Qui est Yann Letestu et que faites-vous ?
Je suis un artiste peintre, originaire de Cassis. Après avoir séjourné dans plusieurs villes, j’ai décidé de poser mes valises à Marseille et choisi un lieu chargé d’histoire, à proximité du Vieux-Port, pour recevoir le public dans mon atelier. Une pause entre deux horizons pour les visiteuses, les visiteurs et pour moi.
Comment est née votre vocation d’artiste ?
Sur un voilier, lors d’une traversée de l’Atlantique, en famille. Un voyage initiatique d’une année où, entre chaque escale, les principales occupations furent le laissé vivre, le dessin et la pêche. Avec mon frère, nous lancions les lignes, lui vidait les poisson, je les dessinais. Aujourd’hui, mon grand frère, Guillaume Letestu, exerce l’activité de marin pêcheur et moi celle d’artiste peintre.
Les cartes marines ont
ouvert mon horizon.
Quel est votre bagage artistique ?
Parallèlement à mes études aux Beaux-Arts et à plusieurs boulots de graphisme et d’illustrations, j’ai saisi plusieurs opportunités d’exposer mes peintures de façon itinérante en Provence. Cela m’a offert, très tôt, de rencontrer la critique du public. Ces rencontres ont contribué à mon apprentissage, mais surtout ont confirmé ma décision de vivre de ma peinture.
Comment votre pratique a‑t-elle évolué au fil du temps ?
Tout jeune, j’ai laissé libre cours au dessin et à l’illustration. Après les beaux-Arts, j’ai profité de plusieurs séjours au Maroc, durant lesquels j’ai réalisé beaucoup d’esquisses à l’aquarelle, sous forme de carnets de voyage. Un travail entre deux continents, réinterprété au fil du temps. Petits formats sur papiers anciens, ils ont trouvé leur place dans mon bagage. Pour autant, mon attirance pour les grands espaces. S’est révélée et le désir d’agrandir mon support, par voix de conséquence.
Les cartes marines ont ouvert mon horizon.
L’acrylique est venue enrichir la transparence de l’aquarelle et la peinture à l’huile, patiner pour emprunter à la nature. J’ai enfin trouvé ma recette.
Chacun est libre d’interpréter à sa façon et sachant que notre passé fait ce que nous sommes, il y a autant de ressentis que de regards.
Quel est votre processus de création ?
Je n’ai aucun goût pour les support neufs.

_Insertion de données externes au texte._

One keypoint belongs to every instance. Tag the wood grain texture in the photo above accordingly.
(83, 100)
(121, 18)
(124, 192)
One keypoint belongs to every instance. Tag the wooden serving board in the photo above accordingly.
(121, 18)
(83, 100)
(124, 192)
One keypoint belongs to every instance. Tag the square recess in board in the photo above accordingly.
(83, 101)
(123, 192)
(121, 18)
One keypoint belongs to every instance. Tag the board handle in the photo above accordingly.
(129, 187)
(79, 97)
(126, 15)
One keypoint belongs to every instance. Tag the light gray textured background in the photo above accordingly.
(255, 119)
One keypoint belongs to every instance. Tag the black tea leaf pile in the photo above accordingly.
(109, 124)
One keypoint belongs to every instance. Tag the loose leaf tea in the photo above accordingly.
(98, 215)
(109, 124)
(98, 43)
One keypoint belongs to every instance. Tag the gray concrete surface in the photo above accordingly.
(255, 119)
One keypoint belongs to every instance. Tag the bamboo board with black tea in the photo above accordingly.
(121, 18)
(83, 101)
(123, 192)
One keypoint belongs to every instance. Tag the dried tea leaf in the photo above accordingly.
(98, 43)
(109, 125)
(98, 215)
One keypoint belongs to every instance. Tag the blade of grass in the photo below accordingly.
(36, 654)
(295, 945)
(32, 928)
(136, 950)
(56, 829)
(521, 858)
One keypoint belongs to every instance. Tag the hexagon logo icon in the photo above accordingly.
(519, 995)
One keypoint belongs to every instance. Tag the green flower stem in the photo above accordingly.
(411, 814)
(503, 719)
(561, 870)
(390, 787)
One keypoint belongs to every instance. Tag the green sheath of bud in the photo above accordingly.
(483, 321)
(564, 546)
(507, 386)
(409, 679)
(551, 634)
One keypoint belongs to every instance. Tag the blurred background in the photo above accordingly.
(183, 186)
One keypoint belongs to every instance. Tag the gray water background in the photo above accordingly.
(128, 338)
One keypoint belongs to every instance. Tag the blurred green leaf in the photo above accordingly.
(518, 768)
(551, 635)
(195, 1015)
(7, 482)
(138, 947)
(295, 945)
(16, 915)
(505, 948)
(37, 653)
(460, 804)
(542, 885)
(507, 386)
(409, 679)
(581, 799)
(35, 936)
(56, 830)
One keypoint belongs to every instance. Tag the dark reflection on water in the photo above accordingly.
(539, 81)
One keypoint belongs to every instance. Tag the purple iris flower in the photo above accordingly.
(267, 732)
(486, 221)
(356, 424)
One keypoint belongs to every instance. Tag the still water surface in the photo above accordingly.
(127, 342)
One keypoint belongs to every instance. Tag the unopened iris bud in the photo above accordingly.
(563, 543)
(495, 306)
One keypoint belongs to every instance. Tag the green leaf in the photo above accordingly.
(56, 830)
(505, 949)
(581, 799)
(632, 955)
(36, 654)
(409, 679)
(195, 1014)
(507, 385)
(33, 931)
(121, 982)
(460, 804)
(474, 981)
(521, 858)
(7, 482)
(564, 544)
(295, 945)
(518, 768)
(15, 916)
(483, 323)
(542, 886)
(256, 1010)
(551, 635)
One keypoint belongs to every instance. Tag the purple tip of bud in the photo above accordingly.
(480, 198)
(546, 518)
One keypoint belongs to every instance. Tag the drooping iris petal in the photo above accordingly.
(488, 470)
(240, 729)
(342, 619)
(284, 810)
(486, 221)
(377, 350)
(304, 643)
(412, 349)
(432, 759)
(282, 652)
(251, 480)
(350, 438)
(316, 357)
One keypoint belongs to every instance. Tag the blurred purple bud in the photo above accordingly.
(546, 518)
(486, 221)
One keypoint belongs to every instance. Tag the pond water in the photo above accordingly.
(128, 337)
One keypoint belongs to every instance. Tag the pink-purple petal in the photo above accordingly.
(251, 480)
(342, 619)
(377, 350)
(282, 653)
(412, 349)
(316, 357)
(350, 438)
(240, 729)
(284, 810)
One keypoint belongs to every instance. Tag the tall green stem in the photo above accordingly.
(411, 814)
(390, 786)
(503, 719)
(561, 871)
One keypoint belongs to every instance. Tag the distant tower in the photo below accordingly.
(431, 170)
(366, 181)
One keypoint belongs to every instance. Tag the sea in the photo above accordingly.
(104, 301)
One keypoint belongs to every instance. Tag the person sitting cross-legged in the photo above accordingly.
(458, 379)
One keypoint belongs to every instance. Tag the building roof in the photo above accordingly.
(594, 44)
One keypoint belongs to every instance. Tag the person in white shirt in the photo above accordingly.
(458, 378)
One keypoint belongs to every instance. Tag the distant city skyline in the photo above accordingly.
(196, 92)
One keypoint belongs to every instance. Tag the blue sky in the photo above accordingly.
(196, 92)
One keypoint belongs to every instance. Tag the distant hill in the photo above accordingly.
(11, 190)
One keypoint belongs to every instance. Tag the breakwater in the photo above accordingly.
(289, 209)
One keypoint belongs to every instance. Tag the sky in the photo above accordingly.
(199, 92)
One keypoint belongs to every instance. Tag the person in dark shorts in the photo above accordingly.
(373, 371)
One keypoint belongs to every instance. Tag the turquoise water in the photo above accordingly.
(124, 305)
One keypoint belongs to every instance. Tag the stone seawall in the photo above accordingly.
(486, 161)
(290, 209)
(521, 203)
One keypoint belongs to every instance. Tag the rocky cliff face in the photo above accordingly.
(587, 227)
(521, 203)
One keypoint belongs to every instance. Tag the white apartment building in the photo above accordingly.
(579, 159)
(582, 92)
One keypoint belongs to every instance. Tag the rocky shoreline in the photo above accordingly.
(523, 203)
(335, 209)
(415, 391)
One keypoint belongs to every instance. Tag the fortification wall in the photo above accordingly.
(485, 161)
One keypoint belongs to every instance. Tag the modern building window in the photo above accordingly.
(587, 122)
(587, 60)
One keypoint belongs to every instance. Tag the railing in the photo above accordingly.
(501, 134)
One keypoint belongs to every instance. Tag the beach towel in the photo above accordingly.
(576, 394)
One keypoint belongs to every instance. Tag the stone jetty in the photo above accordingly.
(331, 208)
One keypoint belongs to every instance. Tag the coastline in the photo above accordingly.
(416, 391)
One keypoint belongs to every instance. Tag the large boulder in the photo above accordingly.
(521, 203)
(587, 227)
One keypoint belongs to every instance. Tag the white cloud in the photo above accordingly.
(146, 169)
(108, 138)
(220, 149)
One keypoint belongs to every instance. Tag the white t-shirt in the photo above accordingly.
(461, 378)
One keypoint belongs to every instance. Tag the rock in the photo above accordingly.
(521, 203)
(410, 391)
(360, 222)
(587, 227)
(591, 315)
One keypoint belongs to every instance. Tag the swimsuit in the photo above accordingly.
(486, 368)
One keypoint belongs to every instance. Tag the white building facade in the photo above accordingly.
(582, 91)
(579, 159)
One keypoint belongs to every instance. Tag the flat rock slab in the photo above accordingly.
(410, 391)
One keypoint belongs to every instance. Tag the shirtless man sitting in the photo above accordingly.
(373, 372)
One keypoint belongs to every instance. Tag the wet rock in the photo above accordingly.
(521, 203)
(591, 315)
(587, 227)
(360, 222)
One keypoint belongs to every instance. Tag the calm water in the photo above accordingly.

Voilà pourquoi je chine des papiers anciens et des cartes marines. Ils sont une première lecture, une première histoire, avant celle de la peinture qui les accompagne comme valeur ajoutée. Techniquement, avant de réfléchir au sujet, je maroufle (je colle un support fin sur un plus épais) la carte marine sur une toile. Étape artisanale par excellence. Ensuite, lors du processus créatif, c’est l’esthétique, le graphisme de la carte qui va me servir de base de départ pour travailler la scène de façon narrative et figurative, orienter le sujet. Il reste a trouver l’équilibre entre l’exactitude du millimétré du relevé de la carte et la spontanéité de mon geste.
Quelles sont vos inspirations et références ?

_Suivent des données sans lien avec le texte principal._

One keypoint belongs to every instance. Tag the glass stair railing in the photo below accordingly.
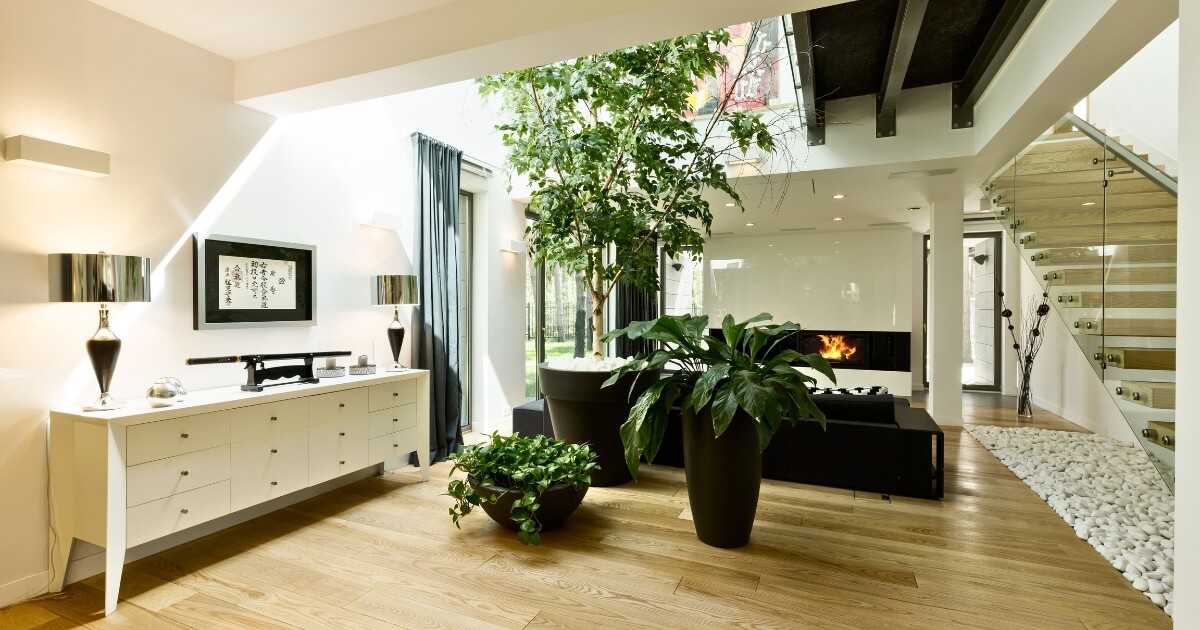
(1097, 225)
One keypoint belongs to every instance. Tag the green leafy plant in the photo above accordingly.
(739, 372)
(616, 159)
(531, 466)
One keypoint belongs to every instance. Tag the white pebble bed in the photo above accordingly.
(1107, 490)
(587, 364)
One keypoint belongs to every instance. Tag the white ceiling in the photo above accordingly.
(241, 29)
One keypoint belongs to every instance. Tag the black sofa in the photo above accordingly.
(870, 443)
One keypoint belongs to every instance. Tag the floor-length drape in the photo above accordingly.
(436, 346)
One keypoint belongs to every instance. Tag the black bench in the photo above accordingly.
(870, 443)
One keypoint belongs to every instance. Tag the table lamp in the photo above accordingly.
(101, 277)
(395, 291)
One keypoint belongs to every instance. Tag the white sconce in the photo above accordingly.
(46, 154)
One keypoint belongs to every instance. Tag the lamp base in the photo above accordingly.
(106, 402)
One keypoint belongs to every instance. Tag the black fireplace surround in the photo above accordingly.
(875, 349)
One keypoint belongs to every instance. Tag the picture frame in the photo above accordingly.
(239, 282)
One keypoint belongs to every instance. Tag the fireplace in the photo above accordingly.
(850, 349)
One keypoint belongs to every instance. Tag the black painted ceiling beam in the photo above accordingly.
(904, 39)
(811, 112)
(1011, 24)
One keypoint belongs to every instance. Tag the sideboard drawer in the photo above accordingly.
(393, 420)
(270, 419)
(261, 453)
(167, 438)
(276, 480)
(340, 433)
(337, 405)
(179, 511)
(173, 475)
(328, 465)
(385, 395)
(393, 445)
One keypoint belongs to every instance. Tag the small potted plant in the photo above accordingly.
(527, 485)
(733, 395)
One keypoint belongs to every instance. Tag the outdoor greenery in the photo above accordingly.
(741, 372)
(616, 162)
(529, 466)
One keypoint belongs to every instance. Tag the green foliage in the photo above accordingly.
(730, 375)
(527, 465)
(613, 159)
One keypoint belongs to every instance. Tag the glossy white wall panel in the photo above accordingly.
(858, 280)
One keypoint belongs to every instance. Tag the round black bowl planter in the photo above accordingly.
(557, 504)
(724, 475)
(583, 412)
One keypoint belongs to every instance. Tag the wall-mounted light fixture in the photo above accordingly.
(513, 245)
(46, 154)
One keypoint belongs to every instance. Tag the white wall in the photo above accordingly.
(185, 160)
(1140, 102)
(855, 280)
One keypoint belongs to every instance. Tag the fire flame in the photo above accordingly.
(837, 348)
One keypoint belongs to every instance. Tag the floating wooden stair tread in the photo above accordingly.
(1117, 299)
(1123, 253)
(1090, 217)
(1115, 327)
(1161, 432)
(1095, 235)
(1147, 394)
(1138, 358)
(1121, 275)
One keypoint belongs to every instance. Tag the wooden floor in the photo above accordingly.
(382, 553)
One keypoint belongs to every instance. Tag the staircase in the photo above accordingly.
(1097, 225)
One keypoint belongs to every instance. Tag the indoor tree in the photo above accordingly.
(616, 159)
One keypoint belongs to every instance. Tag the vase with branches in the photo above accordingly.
(1027, 342)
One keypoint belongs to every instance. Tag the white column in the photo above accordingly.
(946, 312)
(1187, 472)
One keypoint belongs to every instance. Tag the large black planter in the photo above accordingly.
(724, 475)
(583, 412)
(557, 504)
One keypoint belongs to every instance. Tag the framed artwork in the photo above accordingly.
(250, 282)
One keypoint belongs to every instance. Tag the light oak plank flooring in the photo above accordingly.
(383, 553)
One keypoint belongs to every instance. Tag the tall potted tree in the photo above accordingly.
(733, 394)
(618, 162)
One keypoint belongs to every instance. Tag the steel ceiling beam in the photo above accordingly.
(1011, 24)
(811, 112)
(910, 16)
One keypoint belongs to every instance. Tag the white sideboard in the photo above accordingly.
(131, 475)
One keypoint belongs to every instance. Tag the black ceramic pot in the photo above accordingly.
(724, 475)
(557, 504)
(583, 412)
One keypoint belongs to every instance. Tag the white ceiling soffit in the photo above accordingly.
(299, 55)
(241, 29)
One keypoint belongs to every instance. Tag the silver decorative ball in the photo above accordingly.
(166, 391)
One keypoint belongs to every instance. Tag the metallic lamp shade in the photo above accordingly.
(394, 289)
(99, 277)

J’ai eu la chance d’habiter un temps entre le musée du Louvre et le musée d’Orsay. Orientalistes, impressionnistes, romantiques… Delacroix, Turner, Daumier, Degas…
Mais au delà d’un peintre, d’un tableau ou d’un musée, ce sont les ambiances et la beauté qui sont sources d’inspiration. L’atmosphère chez les antiquaire, les brocanteurs et les balades dans les quartiers de galeristes m’inspirent aussi beaucoup et me procurent du plaisir et des idées. Ici, en Provence, mon inspiration est ailleurs. La lumière, la roche, la garrigue, la mer…

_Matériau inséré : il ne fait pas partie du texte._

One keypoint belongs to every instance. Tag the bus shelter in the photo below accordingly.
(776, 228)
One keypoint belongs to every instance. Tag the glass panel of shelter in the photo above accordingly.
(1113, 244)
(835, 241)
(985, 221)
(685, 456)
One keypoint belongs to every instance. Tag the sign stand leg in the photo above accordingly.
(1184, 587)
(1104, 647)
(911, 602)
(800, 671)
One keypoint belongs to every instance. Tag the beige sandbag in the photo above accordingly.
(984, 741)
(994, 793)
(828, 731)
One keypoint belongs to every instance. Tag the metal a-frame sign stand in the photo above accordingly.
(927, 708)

Quel est votre rapport aux thèmes qui ressortent dans vos tableaux (les voyages, la mer, la mélancolie… ) ?
L’enfance, évidemment.
Dans mes peintures, la scène de vie est discrète par rapport à la place qu’occupe l’espace. Les horizons illustrent l’idée d’un ailleurs, d’une échappée belle, d’un changement de vie, d’un nouveau cap, de voyages. Ils sont une invitation à la contemplation. Chacun est libre d’interpréter à sa façon et sachant que notre passé fait ce que nous sommes, il y a autant de ressentis que de regards.
L’émotion que provoque le fruit du travail d’un artiste est aussi une rencontre de personnalités, de cultures, de sensibilités.
Comment voyez-vous et pensez-vous l’équilibre entre réalisme et expressivité dans vos œuvres ?
C’est le jeu de compositions entre les vides et les pleins. Tout repose sur cet équilibre entre les personnages et scènes de vie, un peu décentrés, réduits à leur toute petite taille et malgré cela, point de repère ancré dans un espace qui prend toute son importance. Mais tout n’est pas dit.
Toute la partie dédiée au ciel, à l’espace, à l’horizon, à la mer est abstraite. C’est la spectatrice, le spectateur, qui construit instinctivement, spontanément, la suite de la scène, qui se l’approprie.
J’offre une suggestion, cette rencontre au travers de la peinture est ce qui nous lie.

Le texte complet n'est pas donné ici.